Gaz Katar Katar

“Yeni Türkiye”nin yeni Cumhurbaşkanı Tayyip Erdoğan, yurtdışı ziyaretlerinde Ortadoğu'da ilk ülke olarak Katar'ı seçti. Bu seçimin elbette bir dizi nedeni var. Akla ilk gelen ve buradan hareketle manşetlere taşınan başlıklar, Ortadoğu'da IŞİD meselesi ile yeni bir realitenin oluşmasına ve Türkiye'nin dış siyasetinde ayar ihtiyacına işaret ediyordu.

Katar'a, Erdoğan ile eşi, kızı Sümeyye, Enerji ve Tabii Kaynaklar Bakanı Taner Yıldız, MİT Müsteşarı Hakan Fidan da gitti.

Kafilenin bu bileşimi, ziyaretin tek başına dış siyasete verilecek ayar ve bu doğrultuda “partner” ülke ile istişareden ibaret olmadığını göstermeye yetiyor.

Nitekim Erdoğan, Ortadoğu'da kaotik bir döneme girilen bir süreçte Katar'dan sessiz sedasız bir doğal gaz anlaşmasıyla döndü.

İşbitirici bir hamle...

Türkiye siyasetinde, Turgut Özal'ın yanına aldığı işadamı ordusuyla yaptığı yurtdışı ziyaretleri ile bir gelenek başlamıştı. Erdoğan bu geleneği sürdürüyor ama bir farkla aracısız çalışıyor ve önce anlaşmayı bizzat imzalıyor sonra işadamlarına pastayı gösteriyor. Başbakanlık yaptığı yıllarda bunu defalarca yaptı.

Anlayacağınız, yeni Cumhurbaşkanıyla “Yeni Türkiye”de, herhangi bir yenilik yok.

Varılan anlaşmaya göre, Türkiye Katar'dan 1,2 milyar metreküp LNG (sıvılaştırılmış doğal gaz) alacak. Bu miktar yıllık tüketimin yaklaşık yüzde 3'üne denk geliyor. Anlaşma bir başlangıç olarak değerlendirilmeli.

Çünkü enerji politikalarında piyasa mantığına hapsedilen Türkiye'de, piyasa uzmanları özellikle kışın enerji açığına çözüm olarak doğal gazda spot alımları öneriyor. LNG alım anlaşması bu çerçevede ele alındı. Türkiye yıllardır Nijerya ve Cezayir'den LNG alımı yapıyordu. Bu ülkelere Katar eklenmiş oldu... Mesele bu kadar basit mi?

Elbette değil.

Bu kadar basit olsa, Erdoğan ile Katar Emiri niye başbaşa görüşsün?

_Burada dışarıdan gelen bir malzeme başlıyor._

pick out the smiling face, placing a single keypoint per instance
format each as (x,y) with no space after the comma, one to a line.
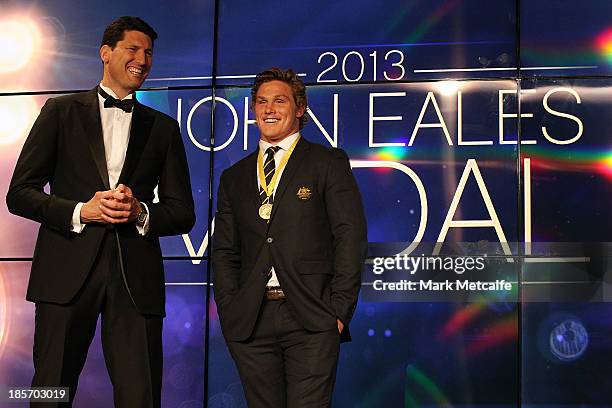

Katar'dan alınan LNG, 9 tankerde Türkiye'ye taşınacak. Zamanla LNG ithalatının artması, deniz tanker taşımacılığının da canlanması anlamına gelecek. Gemiciklerin yükü ve kazancı ağırlaşacak. İthal edilen LNG için yeni depolama kapasiteleri yaratılması gerekecek.

Bir başka şirketi adına petrol tankeri aldığını bildiğimiz Bilal Erdoğan'ın ortaklarından olduğu bilgisi basına yansıyan Ortadoğu Proje Geliştirme İnşaat Sanayi ve Ticaret adlı şirketin doğal gaz ile ilgili faaliyetler yürüteceği anlaşılıyor.

Fırsatları gören vizyon sahibi bir patron olarak doğal gaza yatırım yapıyor haliyle.

Şimdi yapbozun diğer parçalarına bakalım.

Tayyip Erdoğan'ın Başbakan olarak altında imzası olan son Yasa Tasarısı önerilerinden birisine dikkat çekebiliriz.

4646 Sayılı Doğalgaz Piyasası Kanunu'nda değişiklik öngören Yasa Tasarısı 4 Ağustos 2014 tarihinde TBMM'ye sunuldu.

Tayyip Erdoğan'ın bu tasarı teklifinin altında Başbakan olarak imzası var. TBMM'de kabul edilirse Cumhurbaşkanı olarak onaylayacak.

Bu tasarının ayrıntılı değerlendirmesini bir başka yazıya bırakarak bir noktanın altını çizelim.

Tasarıda LNG ithalatı ve yatırımlarına yönelik açık teşvik ve kolaylıklar yer alıyor. Kamu kuruluşu BOTAŞ'ın pazardaki payının yüzde 20'ye kadar düşürülmesi ve bu süreçte yeni ithalat sözleşmesi yapamayacağı belirtilirken, LNG ithalatı bu kısıtlamanın dışında bırakılıyor.

Doğal gaz ithalatında BOTAŞ'ın payının azaltılmasını ve böylece piyasanın serbestleştirilmesini hedefleyen tasarıda, kamu kuruluşuna LNG ithalatında herhangi bir kısıtlama getirilmiyor.

Doğal gaz ve LNG konusu ile ilgili bu kadar titiz çalışmalar yürütülürken... Stratejik bir alışveriş açısından...

Tayyip Erdoğan'ın yeni görevinde Azerbaycan ve Kuzey Kıbrıs'tan sonraki ziyareti için dünyanın en büyük LNG ihracatçısı olan Katar'ı seçmesi çok doğal değil mi?